Review by Jack Foley

IndieLondon Rating: 3.5 out of 5

HAVING established themselves as a formidable TV partnership thanks to the success of The Office and Extras, Ricky Gervais and Stephen Merchant now set their sights on big screen success with Cemetery Junction.

The result plays to their creative strengths and is an engaging, if flawed, experience that is partly inspired by Gervais’ own experiences of growing up and escaping Reading, as well as the Bruce Springsteen record Thunder Road.

It’s also loaded with cinematic references, whether they be the British films of the ’50s and ’60s, or seminal Hollywood moments such as Rebel Without A Cause, Saturday Night Fever and American Graffiti.

The story is simple, the themes universal.
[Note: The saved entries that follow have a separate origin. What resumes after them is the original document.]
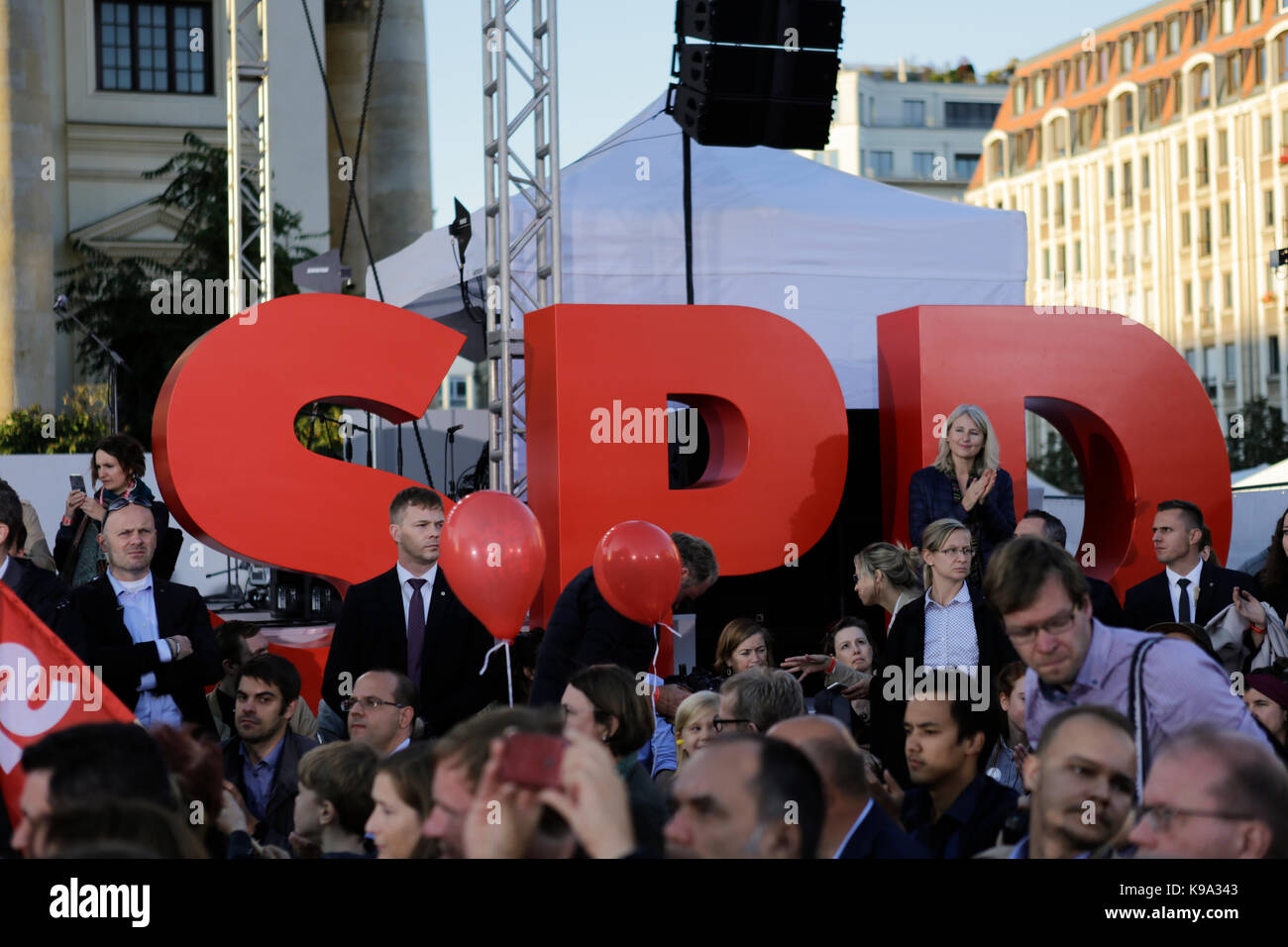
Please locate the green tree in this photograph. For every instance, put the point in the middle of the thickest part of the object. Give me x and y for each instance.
(115, 296)
(1256, 436)
(1057, 466)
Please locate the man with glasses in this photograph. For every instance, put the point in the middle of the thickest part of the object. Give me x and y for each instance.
(151, 638)
(381, 711)
(1214, 793)
(1042, 596)
(1083, 785)
(755, 699)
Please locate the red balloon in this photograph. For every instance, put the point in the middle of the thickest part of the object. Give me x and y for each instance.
(493, 556)
(638, 571)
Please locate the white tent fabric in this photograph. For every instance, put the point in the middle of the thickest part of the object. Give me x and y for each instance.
(771, 230)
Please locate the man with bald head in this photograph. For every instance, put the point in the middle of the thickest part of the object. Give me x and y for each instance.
(151, 638)
(854, 826)
(1083, 784)
(746, 796)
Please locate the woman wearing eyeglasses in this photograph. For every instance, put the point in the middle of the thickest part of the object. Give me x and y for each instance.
(949, 626)
(119, 468)
(966, 483)
(601, 701)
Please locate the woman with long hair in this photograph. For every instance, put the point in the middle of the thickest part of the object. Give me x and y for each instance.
(966, 483)
(117, 467)
(949, 626)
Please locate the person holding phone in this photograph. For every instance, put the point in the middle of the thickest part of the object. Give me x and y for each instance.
(117, 466)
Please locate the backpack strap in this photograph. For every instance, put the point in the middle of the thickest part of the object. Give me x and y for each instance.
(1137, 707)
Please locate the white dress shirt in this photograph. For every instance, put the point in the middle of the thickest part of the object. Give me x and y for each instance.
(951, 639)
(1173, 589)
(140, 613)
(426, 590)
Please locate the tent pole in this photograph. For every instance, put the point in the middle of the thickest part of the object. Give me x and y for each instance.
(688, 224)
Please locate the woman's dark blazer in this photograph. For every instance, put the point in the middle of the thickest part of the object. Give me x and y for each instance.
(907, 639)
(930, 497)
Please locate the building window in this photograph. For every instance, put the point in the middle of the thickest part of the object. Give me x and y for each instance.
(1233, 75)
(1126, 115)
(458, 393)
(970, 115)
(964, 166)
(146, 48)
(1202, 78)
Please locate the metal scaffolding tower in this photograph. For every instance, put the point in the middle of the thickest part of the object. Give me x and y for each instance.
(537, 179)
(250, 205)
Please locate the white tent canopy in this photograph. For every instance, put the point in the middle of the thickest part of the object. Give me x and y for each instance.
(771, 230)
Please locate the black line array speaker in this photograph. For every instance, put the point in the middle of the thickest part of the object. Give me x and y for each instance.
(755, 71)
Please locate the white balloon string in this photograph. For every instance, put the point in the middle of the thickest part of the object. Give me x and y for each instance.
(509, 677)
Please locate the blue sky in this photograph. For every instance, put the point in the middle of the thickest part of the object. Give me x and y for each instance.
(614, 56)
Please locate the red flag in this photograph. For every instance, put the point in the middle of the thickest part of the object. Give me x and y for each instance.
(44, 686)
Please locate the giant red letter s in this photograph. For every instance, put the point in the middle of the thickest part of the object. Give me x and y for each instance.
(1133, 414)
(224, 429)
(767, 392)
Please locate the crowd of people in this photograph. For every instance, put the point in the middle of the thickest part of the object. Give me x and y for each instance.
(1009, 707)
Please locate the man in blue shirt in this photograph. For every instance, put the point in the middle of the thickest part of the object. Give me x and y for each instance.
(262, 761)
(1083, 783)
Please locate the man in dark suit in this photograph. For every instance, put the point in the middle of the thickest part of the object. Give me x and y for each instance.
(1104, 599)
(1188, 589)
(854, 826)
(262, 761)
(151, 638)
(39, 589)
(585, 630)
(408, 620)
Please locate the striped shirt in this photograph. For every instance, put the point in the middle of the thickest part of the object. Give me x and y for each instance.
(951, 641)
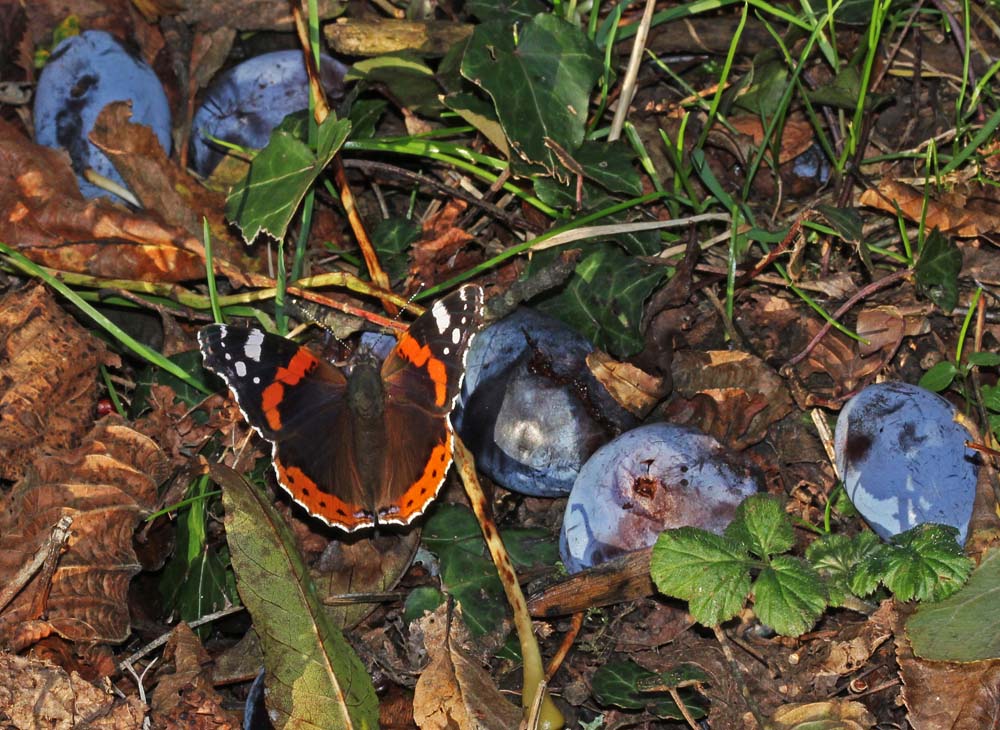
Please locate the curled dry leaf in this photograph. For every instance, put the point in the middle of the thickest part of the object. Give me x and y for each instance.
(48, 388)
(106, 485)
(184, 689)
(162, 186)
(839, 714)
(970, 213)
(37, 694)
(454, 690)
(636, 390)
(733, 396)
(43, 213)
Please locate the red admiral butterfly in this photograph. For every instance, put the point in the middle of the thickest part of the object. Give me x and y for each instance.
(359, 448)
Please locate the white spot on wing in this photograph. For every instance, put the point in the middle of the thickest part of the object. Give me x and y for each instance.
(441, 317)
(255, 338)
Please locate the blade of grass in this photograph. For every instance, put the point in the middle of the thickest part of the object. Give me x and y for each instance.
(151, 356)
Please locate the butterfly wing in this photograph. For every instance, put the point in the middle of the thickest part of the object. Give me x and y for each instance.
(422, 377)
(297, 402)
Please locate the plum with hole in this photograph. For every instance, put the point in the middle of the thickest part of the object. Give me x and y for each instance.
(530, 410)
(84, 74)
(902, 455)
(244, 104)
(647, 480)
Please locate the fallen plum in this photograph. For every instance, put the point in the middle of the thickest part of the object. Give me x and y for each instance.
(647, 480)
(84, 74)
(244, 104)
(530, 411)
(902, 456)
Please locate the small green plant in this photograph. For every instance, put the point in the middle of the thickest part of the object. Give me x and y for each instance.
(716, 574)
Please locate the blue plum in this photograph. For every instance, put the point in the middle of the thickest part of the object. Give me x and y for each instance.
(84, 74)
(647, 480)
(530, 410)
(247, 102)
(902, 456)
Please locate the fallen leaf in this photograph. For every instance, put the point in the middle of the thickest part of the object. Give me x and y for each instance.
(48, 382)
(455, 691)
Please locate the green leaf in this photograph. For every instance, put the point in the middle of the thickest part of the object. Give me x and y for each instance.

Three best friends – Freddie (Christian Cooke), Bruce (Tom Hughes) and Snork (Jack Doolan) – dream of escaping their average lives in 1970s Reading.

Freddie is the closest to realising this dream, however, having found employment with an insurance company (bossed by Ralph Fiennes) and a ‘brilliant’ tutor in Mike Ramsay (Matthew Goode).
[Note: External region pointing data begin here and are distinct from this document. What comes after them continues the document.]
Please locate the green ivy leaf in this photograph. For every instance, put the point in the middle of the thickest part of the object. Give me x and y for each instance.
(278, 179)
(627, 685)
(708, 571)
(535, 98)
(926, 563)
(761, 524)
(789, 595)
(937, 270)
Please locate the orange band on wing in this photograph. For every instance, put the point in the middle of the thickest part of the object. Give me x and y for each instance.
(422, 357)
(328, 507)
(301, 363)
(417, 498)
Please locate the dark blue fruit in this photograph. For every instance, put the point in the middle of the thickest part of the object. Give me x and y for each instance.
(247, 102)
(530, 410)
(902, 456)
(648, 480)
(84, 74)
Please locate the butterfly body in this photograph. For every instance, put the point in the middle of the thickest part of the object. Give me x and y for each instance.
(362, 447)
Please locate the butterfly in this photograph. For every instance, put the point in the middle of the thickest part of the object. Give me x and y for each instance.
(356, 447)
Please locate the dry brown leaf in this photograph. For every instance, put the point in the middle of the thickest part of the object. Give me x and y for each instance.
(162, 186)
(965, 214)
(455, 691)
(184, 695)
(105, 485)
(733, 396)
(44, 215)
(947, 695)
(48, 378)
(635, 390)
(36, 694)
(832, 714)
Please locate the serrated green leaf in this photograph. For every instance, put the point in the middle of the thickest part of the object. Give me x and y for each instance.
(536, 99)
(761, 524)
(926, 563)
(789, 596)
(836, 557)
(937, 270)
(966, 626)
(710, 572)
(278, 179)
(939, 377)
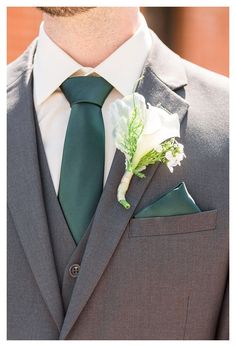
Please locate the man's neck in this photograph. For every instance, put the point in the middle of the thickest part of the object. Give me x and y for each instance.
(91, 37)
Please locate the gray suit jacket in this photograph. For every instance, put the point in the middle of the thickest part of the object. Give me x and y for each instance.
(155, 278)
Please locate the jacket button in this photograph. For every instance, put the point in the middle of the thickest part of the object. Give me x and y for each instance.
(74, 270)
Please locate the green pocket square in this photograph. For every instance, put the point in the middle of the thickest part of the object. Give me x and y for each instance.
(175, 202)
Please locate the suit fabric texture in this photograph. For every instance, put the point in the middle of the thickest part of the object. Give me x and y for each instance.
(161, 278)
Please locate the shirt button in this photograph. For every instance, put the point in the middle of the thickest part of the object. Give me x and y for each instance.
(74, 270)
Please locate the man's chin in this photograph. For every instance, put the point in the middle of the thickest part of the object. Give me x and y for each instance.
(64, 11)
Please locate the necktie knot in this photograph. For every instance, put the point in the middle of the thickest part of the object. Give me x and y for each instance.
(86, 89)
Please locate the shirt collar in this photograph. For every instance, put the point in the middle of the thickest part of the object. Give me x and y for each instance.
(121, 69)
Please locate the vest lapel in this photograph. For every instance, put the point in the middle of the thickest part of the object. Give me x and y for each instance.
(111, 218)
(25, 197)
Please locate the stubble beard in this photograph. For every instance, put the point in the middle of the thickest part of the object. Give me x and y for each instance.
(64, 11)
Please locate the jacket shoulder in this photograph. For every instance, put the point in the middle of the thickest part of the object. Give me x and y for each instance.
(205, 79)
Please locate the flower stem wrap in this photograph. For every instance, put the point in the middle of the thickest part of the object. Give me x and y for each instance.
(122, 189)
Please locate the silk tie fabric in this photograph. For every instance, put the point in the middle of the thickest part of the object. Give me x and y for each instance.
(82, 170)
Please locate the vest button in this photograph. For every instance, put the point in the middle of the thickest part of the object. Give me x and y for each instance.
(74, 270)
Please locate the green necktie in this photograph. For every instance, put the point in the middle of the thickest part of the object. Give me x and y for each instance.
(82, 170)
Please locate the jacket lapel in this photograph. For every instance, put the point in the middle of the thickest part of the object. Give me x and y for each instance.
(163, 73)
(25, 198)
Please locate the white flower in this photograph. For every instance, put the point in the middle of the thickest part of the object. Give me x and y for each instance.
(159, 126)
(146, 135)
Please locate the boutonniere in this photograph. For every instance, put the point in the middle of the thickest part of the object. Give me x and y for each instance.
(145, 135)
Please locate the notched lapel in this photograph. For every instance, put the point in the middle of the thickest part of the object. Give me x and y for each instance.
(25, 198)
(111, 218)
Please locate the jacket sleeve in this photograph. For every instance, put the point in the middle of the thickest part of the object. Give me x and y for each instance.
(222, 331)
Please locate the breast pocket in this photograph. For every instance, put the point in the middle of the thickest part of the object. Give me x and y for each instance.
(182, 224)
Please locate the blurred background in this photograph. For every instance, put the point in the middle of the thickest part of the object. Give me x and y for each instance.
(198, 34)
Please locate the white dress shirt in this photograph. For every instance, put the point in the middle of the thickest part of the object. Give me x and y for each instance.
(52, 66)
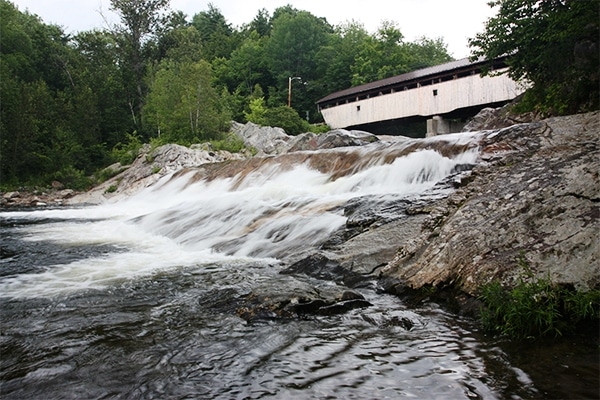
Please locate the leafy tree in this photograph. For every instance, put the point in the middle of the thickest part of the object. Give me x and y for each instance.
(552, 44)
(387, 54)
(292, 51)
(218, 38)
(140, 19)
(261, 24)
(183, 106)
(336, 58)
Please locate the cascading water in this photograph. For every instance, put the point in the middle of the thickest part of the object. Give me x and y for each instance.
(124, 300)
Bruce, on the other hand, is the most charismatic of the trio but constantly in trouble with the law for drinking and fighting, and at odds with his father, who he views as a disappointment.

Snork, meanwhile, dreams of nothing more than to meet the girl of his dreams and to get over his social awkwardness (he cannot even tell an anecdote).
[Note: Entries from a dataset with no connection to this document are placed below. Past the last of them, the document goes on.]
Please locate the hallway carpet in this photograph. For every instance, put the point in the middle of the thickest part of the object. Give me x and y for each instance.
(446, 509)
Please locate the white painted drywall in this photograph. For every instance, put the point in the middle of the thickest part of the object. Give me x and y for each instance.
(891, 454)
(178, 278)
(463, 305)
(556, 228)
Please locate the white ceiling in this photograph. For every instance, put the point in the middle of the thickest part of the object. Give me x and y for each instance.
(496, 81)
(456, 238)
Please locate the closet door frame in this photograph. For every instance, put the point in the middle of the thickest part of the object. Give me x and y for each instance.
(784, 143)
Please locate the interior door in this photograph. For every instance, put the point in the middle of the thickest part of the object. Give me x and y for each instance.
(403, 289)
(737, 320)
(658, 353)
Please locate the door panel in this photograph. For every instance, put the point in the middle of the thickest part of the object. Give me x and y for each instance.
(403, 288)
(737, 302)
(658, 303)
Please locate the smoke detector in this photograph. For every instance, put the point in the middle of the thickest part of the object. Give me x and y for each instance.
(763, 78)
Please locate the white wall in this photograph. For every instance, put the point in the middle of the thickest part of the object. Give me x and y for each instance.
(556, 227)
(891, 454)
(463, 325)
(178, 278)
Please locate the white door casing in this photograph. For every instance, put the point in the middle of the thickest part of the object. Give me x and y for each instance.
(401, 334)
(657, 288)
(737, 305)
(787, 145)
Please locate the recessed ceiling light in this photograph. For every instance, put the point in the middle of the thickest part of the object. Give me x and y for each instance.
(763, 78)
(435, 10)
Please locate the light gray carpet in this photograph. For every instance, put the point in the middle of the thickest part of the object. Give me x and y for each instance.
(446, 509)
Matters become complicated for all of them when Freddie’s success and ambition threatens to divide them, while his relationship with former flame Julie (Felicity Jones) also poses problems given that she’s the daughter of his boss and engaged to Ramsay.

As with The Office and Extras, Cemetery Junction thrives on its observational skills and human drama. But anyone expecting a mere cinematic retread of past glories may also be surprised to learn that while there is humour aplenty, the emphasis is more on drama.

And despite a slow start, the film eventually wins you over with its slow-building feelgood moments and relatable scenarios and characters.

Cooke makes an endearing everyman hero, while his chemistry with the luminous Jones is often spellbinding; Hughes successfully channels the energy of James Dean and John Travolta for his rebel with a cause; and Doolan proves adept at mixing humour with humility in spite of being the weakest written of the three.

There’s strong support, too, from Fiennes, as Freddie’s pompous, misogynist boss, Emily Watson, as his long-suffering wife, and Gervais himself as Freddie’s factory worker father… as well as a hilarious cameo from Merchant to savour.

The period feel is authentic, the soundtrack a brilliant accompaniment, and the sharp dialogue as honest and comedic as we’ve come to expect from the duo.

Ironically, however, it’s in the more straightforward comedy that the film often falls flat, perhaps because it doesn’t sit quite so comfortably alongside the drama.

Early on, especially, a lot of the humour veers towards beer, fart and body part gags, which feel beneath Gervais and Merchant, while the character of Snork is one they both appear to be struggling with. Although nicely played by Doolan, it’s actually a thankless role that’s as awkward as the character himself.

That said, for anyone willing to overlook such shortcomings, this is an assured piece of filmmaking that deftly mixes uplifting, feelgood moments with others that are coated in poignancy. It should comfortably win most viewers over.